Part of deciding on appropriate partnership models is knowing which type of actor is best placed to perform a function, which can vary over time. In many cases, it was necessary to engage government to play a role in the early stages of the process, to perform a function which they may not eventually be best placed to perform. This helped secure the buy-in and generate the learning necessary to give the interventions a chance of future success. It is necessary in doing so to look beyond commercial incentives to incentives around power and social incentives in order to make strong propositions to partners.
2. Importance of the nature of the market – reducing transactions in the core market
An interesting and unusual feature of both the crop nutrition and crop protection cases, is that one of the primary objectives was to reduce the transaction in the core of the market system; to persuade people to use less of a product, service, or behaviour rather than more. This has more in common with health and security related sectors rather than agriculture, and is something that is conceptually underexplored. In IPM for example, it is possible to view the system as an input supply system where there are underperforming market information, marketing, distribution and regulatory components. It is also possible to view the system as an IPM system in which, in essence, none of the supporting functions or rules existed, which was the strategy opted for by Katalyst.
The fundamental difference in such markets is the nature of incentives. Where firms stand to increase sales from changing practice, there is a clear incentive for them to do so. Even where the desired changes will result in neutral economic returns, there can be strong incentives around social returns or reputational benefits. However, when the objective is specifically to reduce use of a product, identifying actors with an incentive to do so is more difficult.

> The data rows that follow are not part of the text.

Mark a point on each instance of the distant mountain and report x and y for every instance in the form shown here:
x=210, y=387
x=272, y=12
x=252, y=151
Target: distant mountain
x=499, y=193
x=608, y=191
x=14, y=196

In crop protection and crop nutrition, the situation was slightly different. In crop protection, firms wanted to sell their product and that was harming the crops long-term. Developing and promoting an alternative product in IPM gave companies – either those that sold the chemical pesticides or others – an incentive to market that product instead, which could be complementary to their existing business. In crop nutrition, the problem was different as, by and large, products which are actually complementary are seen as competitive, as they are sold by different companies. There is a typical market failure as it should be in everyone’s interest for companies to promote balanced fertiliser usage as, in the medium term, it will be detrimental to all firms if soil fertility is damaged. Katalyst’s strategy here was to introduce a new product which would improve the quality of one of the three components of crop nutrition so as to make it more competitive and more likely to lead to balanced usage.
3. Interventions to increase resilience
In crop protection and crop nutrition, there was a challenge in attempting to change behaviours which would not realise a gain but minimise a potential loss in the medium or long-term. Considering not only interventions which are seen to increase productivity but also decrease losses requires different tactics as the potential advantages to a target group are less obvious. People do not, by and large, have an accurate perception of risk nor the information to improve decision making around risk taking behaviours. How can a farmer justify an expenditure on a pesticide without knowing how likely it is that they will be affected by the pest, and the impact on productivity if they are.
In addressing these challenges, Katalyst were able to leverage local trust networks and demonstrations in order to change these longer run behaviours.